Counting echelon form matrices

Question

Can somebody explain me how to count the number of matrices $A ∈ M_m,_n(\mathbb Z_2)$ in reduced (that is, each column containing a leading 1 has zeros everywhere else) echelon form? For example the number of matrices $A ∈ M_2,_3(\mathbb Z_2)$ in reduced echelon form is $15$.

Answer 1

I suggest to define first the number $k$ of rows having a leading $1$. This number is in $[0, \min(m, n)]$ and the $k$ first rows of the matrix have a leading $1$. Then suppose that there are $\alpha_0$ columns before the first leading 1, then $\alpha_1$ columns between the first leading 1 and the second, etc.
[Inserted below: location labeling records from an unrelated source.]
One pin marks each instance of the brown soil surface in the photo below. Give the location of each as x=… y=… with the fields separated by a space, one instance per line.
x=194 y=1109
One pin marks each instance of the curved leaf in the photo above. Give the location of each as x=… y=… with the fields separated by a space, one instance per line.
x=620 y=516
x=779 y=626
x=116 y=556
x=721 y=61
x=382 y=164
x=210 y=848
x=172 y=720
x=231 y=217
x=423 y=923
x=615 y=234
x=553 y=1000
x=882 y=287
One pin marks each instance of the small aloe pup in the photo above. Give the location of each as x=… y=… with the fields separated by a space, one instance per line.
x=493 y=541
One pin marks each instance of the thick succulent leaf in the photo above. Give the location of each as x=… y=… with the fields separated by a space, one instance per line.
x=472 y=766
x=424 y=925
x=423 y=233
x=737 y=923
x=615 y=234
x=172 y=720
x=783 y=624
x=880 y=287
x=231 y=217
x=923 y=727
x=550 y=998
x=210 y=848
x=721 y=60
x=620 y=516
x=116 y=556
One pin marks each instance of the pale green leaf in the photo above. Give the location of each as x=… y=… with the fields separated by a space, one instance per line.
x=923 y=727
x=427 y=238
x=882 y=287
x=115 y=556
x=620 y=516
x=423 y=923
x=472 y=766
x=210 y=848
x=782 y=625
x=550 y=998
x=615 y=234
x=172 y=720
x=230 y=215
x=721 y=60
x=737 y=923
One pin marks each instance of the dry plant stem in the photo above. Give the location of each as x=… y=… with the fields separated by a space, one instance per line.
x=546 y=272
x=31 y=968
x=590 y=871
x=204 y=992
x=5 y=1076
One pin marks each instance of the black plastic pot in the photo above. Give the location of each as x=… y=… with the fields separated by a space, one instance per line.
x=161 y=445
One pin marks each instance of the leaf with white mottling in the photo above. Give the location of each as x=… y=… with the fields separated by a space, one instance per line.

The total number of columns is $n = k + \sum_{i=0}^k \alpha_i$. It follows that the total number of matrices should be \begin{equation} \nu(m, n) = \sum_{k=0}^{\min(m, n)}\sum_{\sum_{p=0}^k\alpha_p = n-k}2^{\sum_{p=0}^k p\ \alpha_p} \end{equation} In the example of $\nu(2, 3)$, the above formula gives \begin{equation}\nu(2, 3) = (2^0) + (2^2+2^1+2^0) + (2^2+2^1+2^0)=15 \end{equation}